Blockchain is one of the hottest topics in the field of digital technology. Every aspirant of this field will face interview questions on blockchain one way or another. Here is the list of questions on blockchain that one should be aware of.
Bitcoin blocks are not encrypted in any way: Every block is public. What prevents modifications and guarantees data integrity is a value called the block hash. Block content is processed using a special hash function—in the case of Bitcoin, it's SHA256—and the resulting value is included in the blockchain.
Coins/tokens are used to implement changes between states. When somebody does a transaction, this is a change of state, and coins are moved from one address to another. Apart from that, transactions can contain additional data, and a change of state is used to mutate data—the only way to do this is in an immutable-by-definition blockchain. Technically, a blockchain doesn't need coins for its essential operations, but without them, some other way needs to be introduced to manage states of the chain and to verify transactions.
When a new node boots up, it doesn't know anything about the network, because there is no central server.
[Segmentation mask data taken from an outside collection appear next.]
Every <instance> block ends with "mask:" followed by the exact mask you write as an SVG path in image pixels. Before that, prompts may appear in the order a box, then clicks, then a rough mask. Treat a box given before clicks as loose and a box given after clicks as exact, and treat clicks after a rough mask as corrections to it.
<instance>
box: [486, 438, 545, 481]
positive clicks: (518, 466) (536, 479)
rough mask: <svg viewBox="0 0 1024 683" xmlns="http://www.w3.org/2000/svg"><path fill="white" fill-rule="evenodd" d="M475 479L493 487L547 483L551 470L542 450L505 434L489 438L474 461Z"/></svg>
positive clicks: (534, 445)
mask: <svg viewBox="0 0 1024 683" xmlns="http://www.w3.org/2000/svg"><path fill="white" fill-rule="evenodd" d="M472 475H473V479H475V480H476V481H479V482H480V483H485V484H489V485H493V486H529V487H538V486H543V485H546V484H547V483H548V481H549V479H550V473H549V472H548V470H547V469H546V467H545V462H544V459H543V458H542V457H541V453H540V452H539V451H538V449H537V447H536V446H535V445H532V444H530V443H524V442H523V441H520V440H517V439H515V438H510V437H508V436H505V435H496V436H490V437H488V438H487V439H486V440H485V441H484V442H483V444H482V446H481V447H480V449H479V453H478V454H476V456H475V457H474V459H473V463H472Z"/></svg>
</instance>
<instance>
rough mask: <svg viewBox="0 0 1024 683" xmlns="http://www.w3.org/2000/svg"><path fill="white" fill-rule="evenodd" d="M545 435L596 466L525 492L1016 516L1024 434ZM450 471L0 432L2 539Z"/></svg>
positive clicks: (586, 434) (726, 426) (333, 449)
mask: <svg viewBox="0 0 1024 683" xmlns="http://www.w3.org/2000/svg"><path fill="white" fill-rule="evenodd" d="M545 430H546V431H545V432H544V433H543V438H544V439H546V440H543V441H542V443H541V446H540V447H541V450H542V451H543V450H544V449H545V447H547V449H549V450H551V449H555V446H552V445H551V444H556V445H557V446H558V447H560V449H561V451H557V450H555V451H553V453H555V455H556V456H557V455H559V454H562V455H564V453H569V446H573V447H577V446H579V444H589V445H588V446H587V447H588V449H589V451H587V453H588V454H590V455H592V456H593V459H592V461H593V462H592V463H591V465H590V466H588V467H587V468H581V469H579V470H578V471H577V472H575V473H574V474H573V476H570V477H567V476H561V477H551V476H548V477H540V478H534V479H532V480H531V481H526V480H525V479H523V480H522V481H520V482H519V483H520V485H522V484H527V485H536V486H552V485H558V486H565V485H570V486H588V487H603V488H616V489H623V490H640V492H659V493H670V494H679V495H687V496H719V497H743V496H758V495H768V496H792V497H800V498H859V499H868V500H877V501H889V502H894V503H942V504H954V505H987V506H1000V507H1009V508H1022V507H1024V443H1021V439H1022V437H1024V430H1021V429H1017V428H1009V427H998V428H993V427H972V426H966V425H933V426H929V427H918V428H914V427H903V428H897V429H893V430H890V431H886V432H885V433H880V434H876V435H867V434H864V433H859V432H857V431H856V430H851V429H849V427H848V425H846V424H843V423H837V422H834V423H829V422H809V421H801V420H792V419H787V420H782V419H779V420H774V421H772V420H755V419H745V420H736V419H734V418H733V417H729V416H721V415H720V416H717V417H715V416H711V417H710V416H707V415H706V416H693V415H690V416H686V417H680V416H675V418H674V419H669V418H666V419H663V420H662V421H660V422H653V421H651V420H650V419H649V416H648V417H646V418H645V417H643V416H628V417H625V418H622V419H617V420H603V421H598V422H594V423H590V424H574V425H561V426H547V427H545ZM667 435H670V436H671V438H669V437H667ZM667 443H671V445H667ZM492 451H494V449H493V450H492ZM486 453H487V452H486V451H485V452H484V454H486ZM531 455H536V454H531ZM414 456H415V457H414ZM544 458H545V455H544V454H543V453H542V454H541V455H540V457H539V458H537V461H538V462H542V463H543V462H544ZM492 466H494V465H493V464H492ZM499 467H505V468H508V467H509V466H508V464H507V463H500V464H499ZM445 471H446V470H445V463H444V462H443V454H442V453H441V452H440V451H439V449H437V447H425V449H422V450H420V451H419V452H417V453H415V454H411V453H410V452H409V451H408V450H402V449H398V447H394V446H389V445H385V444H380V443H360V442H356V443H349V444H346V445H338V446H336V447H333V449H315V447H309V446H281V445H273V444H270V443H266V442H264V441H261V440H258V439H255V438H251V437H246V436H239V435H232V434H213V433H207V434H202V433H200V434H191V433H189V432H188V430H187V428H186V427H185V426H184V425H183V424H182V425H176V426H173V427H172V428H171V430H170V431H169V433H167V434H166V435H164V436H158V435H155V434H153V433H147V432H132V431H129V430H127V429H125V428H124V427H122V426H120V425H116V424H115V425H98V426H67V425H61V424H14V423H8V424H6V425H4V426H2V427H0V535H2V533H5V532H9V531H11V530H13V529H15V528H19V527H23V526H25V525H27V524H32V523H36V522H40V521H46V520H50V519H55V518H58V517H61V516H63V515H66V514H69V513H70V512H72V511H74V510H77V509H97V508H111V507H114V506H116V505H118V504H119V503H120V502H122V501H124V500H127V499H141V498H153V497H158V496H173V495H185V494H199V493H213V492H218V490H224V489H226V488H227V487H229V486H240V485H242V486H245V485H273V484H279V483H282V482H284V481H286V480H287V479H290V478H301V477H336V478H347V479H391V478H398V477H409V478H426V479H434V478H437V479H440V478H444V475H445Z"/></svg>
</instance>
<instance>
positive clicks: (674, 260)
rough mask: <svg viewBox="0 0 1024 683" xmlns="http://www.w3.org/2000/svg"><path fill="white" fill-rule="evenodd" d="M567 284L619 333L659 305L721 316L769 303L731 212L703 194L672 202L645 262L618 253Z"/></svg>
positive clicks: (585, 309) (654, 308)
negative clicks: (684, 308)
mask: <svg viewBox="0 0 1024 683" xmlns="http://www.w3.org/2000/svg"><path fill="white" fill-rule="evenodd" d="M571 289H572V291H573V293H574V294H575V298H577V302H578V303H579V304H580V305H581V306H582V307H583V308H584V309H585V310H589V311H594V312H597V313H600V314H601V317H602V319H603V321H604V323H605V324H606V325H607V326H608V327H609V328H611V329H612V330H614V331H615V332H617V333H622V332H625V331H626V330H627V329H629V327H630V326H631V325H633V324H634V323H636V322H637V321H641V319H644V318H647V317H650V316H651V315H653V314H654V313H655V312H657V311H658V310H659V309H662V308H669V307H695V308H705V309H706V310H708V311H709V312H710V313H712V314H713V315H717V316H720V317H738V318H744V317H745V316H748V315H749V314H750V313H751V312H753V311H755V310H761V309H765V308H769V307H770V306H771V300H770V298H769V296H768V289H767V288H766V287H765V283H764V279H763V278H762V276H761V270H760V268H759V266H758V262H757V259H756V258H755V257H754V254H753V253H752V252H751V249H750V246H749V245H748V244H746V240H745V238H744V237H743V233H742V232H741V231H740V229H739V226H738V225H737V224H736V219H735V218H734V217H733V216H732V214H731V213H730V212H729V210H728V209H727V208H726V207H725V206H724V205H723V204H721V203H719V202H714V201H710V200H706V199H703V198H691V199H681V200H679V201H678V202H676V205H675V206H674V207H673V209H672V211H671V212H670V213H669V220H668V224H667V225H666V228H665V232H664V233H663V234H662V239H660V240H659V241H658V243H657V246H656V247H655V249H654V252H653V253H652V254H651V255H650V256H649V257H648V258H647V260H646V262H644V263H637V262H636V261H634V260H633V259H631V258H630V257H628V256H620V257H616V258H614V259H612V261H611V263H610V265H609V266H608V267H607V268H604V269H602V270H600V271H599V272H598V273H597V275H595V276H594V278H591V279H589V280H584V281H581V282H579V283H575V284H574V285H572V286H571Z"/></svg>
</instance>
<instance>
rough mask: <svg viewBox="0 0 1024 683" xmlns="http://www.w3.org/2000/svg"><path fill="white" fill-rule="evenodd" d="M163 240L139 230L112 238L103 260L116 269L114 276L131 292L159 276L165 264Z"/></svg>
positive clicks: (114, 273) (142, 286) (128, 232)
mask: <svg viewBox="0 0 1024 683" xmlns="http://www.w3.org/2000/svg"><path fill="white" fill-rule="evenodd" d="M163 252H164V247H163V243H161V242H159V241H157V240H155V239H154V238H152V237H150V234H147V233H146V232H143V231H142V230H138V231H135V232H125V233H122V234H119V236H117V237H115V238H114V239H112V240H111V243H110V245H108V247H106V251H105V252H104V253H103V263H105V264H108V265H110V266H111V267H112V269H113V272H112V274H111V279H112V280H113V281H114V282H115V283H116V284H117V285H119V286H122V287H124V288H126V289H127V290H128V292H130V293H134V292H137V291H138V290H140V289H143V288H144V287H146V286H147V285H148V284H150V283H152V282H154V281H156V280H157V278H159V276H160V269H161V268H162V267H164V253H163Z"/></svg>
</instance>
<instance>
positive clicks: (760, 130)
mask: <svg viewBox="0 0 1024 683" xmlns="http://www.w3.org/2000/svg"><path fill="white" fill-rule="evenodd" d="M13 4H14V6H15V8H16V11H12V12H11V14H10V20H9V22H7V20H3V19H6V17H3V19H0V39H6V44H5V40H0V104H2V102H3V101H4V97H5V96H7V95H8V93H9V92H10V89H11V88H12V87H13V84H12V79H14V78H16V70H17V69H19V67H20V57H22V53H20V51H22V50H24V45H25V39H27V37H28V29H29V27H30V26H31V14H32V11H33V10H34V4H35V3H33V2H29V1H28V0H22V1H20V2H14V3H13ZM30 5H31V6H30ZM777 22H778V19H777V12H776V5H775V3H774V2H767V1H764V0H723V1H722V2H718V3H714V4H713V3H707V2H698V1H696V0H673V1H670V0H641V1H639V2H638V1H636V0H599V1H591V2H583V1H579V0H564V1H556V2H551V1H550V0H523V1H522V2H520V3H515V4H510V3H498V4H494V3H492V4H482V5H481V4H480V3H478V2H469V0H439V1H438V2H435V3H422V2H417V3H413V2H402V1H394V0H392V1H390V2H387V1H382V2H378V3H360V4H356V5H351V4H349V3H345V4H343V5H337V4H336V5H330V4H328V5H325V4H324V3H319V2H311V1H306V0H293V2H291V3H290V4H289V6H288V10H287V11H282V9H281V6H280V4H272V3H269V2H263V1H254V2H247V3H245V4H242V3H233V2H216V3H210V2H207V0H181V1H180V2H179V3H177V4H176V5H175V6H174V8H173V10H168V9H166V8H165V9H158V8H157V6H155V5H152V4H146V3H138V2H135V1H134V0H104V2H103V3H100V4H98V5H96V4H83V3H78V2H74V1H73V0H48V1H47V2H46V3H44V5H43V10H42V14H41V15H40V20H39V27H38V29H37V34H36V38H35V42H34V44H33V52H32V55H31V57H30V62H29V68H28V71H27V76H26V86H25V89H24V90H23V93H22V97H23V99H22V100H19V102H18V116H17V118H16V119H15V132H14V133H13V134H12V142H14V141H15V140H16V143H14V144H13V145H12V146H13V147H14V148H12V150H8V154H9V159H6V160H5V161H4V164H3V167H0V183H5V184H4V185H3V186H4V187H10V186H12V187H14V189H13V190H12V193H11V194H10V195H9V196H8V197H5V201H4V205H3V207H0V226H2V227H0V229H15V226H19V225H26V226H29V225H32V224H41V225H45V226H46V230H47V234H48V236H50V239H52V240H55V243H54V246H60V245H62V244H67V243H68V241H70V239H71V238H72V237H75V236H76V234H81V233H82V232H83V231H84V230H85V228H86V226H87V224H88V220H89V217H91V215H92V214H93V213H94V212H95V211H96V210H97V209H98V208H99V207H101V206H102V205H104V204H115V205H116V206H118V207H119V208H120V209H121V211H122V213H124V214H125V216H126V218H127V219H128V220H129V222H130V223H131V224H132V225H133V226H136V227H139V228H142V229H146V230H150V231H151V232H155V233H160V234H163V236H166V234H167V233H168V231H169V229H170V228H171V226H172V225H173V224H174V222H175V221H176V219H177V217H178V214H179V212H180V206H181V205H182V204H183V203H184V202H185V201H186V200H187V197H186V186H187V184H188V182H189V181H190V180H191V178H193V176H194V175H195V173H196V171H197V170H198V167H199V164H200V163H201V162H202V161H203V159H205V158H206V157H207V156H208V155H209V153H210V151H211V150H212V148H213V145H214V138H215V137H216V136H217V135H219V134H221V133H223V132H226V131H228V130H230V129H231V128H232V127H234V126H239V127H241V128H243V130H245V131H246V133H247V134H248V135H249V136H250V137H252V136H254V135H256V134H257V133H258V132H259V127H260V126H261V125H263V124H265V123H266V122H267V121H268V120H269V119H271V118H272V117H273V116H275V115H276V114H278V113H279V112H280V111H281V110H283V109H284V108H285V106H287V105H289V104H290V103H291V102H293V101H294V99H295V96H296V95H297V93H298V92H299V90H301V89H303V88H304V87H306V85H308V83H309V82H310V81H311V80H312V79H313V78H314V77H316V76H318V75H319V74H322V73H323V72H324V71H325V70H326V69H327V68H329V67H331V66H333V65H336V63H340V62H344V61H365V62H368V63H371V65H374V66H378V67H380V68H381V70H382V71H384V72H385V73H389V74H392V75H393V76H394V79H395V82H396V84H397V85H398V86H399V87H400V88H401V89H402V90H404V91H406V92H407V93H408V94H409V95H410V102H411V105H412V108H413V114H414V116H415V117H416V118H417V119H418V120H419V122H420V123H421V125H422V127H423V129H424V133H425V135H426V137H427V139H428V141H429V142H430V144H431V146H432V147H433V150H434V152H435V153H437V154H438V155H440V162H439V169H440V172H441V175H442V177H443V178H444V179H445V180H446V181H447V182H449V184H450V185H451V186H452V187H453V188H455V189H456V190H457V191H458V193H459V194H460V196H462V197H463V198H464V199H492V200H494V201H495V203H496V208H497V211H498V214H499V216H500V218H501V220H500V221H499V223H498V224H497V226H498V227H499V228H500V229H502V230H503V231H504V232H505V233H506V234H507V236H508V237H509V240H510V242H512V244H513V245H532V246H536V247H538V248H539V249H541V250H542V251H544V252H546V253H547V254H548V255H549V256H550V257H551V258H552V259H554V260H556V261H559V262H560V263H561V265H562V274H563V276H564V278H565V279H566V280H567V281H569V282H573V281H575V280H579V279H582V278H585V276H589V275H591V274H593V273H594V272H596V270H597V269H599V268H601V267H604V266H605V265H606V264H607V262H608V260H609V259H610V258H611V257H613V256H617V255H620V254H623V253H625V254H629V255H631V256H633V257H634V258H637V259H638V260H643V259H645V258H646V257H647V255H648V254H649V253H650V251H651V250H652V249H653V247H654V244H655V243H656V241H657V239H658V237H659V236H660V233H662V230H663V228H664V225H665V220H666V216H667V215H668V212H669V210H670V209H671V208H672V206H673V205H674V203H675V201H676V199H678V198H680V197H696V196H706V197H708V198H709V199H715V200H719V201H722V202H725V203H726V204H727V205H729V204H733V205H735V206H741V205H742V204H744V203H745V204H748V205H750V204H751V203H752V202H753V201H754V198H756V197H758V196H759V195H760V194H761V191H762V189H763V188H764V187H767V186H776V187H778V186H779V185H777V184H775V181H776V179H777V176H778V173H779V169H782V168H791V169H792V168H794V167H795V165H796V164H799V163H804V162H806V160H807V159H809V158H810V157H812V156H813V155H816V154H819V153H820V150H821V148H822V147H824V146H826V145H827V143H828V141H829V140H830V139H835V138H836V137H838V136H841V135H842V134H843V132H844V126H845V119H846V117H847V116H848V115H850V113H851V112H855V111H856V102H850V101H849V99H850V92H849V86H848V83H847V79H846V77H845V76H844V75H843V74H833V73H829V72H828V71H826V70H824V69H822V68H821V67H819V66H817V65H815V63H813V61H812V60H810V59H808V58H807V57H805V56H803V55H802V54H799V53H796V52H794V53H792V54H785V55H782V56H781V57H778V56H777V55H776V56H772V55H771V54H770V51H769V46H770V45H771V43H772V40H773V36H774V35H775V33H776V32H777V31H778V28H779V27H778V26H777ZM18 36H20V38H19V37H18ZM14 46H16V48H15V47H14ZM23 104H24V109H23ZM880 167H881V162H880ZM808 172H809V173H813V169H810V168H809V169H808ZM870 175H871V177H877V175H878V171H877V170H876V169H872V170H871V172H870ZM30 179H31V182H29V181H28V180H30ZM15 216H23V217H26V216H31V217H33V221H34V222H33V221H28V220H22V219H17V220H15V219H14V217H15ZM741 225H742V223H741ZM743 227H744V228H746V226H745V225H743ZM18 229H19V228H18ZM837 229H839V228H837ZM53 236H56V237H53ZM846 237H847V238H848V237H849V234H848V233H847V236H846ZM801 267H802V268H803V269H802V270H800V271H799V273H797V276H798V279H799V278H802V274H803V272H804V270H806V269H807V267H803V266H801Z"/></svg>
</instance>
Usually, developers provide a list of trusted nodes written directly into the code that can be used for initial peer discovery.
Every full node on the network does block verification. When a new block is announced, every node that receives it does a list of checks. The two most important checks are proof of work (if a block provides enough work to be included in the chain) and of the validity of all transactions (each transaction must be valid).
A scriptPubKey is a so-called "locking script." It's found in transaction output and is the encumbrance that must be fulfilled to spend the output. P2SH is a special type of address where the complex locking script is replaced with its hash. When a transaction attempting to spend the output is presented later, it must contain the script that matches the hash, in addition to the unlocking script.
A trapdoor function is a function that is easy to compute in one direction but difficult to compute in the opposite direction unless you have special information. Trapdoor functions are essential for public-key encryption—that's why they are commonly used in blockchain development to represent the ideas of addresses and private keys.
Mining is the process of reaching consensus in blockchain networks. Mining serves two purposes. First, it creates new coins in a generated block. Second, it includes transactions in a distributed ledger by providing proof of work to the network; that is, proof that the generated block is valid.
Blocks in the ledger are included in such a way as to build the longest chain, i.e., the chain with the greatest cumulative difficulty. Forking is a situation where there are two candidate blocks competing to form the longest blockchain and two miners discover a solution to the proof-of-work problem within a short period of time from each other. The network is then divided because some nodes get blocks from miner #1 and some from miner #2. A fork usually gets resolved in one block, because the probability that this situation happens again gets extremely lower with the next blocks that arise, so soon there is a new longest chain that will be considered as main.
Banking ledgers are used to ensure that the transactions can take place correctly. That's why they trace and timestamp transactions. The significant difference between a banking ledger and a blockchain is how they are governed. The blockchain is decentralized in nature; however, banking ledgers are completely centralized as banks govern them.
A Federated blockchain is a blockchain that is run by a group. This makes them faster and more scalable as the group dedicates the validation of the transactions. To get started, pre-selected nodes are made by leaders. These nodes dictate both the transactions and also the persons that can participate in the blockchain. Examples include EWF, R3, etc.